In sum, my change of heart towards my own nature, and the nature I shared with all the Undead, had to begin in earnest right now.
I turned to face them.
Rose was quite awake now, and they looked at me not with desperation but with a quiet trusting resignation.
“Very well then,” I said. “If you would accept the Dark Blood, so be it. I don’t oppose it. No. I do ask that the one who gives it to you be skilled at the giving. And Marius would be my choice for this, if he is willing, as he knows how to do it, passing the blood back and forth over and over, creating the most nearly perfect effects.”
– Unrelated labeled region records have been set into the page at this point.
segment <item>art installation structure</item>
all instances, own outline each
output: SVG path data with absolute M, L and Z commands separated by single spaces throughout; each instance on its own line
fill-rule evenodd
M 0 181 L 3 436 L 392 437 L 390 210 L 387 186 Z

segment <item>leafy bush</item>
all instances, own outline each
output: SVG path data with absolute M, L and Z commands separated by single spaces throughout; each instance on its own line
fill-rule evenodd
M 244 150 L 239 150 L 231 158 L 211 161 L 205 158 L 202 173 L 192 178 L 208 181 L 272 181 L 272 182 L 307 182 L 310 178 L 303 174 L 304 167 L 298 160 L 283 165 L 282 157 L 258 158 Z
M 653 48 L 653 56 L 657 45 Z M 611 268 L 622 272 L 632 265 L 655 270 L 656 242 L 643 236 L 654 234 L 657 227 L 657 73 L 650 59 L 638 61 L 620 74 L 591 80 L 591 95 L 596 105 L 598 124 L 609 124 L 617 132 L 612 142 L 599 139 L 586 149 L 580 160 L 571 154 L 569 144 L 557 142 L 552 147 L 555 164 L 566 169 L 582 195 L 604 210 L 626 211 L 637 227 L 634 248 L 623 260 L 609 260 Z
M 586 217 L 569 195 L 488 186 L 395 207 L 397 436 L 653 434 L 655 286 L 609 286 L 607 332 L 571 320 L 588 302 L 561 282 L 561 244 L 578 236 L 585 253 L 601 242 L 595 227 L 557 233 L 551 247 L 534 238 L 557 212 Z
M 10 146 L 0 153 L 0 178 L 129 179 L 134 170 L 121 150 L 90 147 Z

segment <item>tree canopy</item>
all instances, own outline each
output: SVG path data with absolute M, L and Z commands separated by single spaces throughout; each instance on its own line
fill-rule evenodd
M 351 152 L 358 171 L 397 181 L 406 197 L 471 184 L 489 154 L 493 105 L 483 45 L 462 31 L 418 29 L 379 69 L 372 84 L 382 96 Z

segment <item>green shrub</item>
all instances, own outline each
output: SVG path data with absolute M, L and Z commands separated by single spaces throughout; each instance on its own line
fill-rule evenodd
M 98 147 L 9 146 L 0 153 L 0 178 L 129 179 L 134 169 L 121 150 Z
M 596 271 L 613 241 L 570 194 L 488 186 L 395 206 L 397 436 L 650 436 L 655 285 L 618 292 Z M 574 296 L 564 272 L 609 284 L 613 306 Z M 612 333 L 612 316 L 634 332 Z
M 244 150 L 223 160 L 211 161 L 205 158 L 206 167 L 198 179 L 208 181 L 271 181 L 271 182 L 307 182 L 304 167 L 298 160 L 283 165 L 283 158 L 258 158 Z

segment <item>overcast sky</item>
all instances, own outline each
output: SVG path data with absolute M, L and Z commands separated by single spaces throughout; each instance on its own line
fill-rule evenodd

An immense change came over them silently, as they appeared to realize the import of my words. I could see that Viktor had a multitude of questions to ask me, but Rose had a quiet dignified expression on her face that I hadn’t seen in her since I’d arrived. This was the old Rose, the Rose who knew how to be happy, not the quivering battered one making her way through the events of the last months with fragile and desperate faith.
“I say Marius as well for other reasons,” I explained. “He has two thousand years and he is very strong. True there are others here who are infinitely stronger, but with their blood will come almost a monstrous power that is better understood when it is accrued over time. Believe me, I know, because I’ve drunk the Mother’s Blood and I have far too much power for my own good.” I paused. “Let it be Marius,” I said. “And those who are older can share their blood with you and you will share some of their strength and that will be a great gift as well.”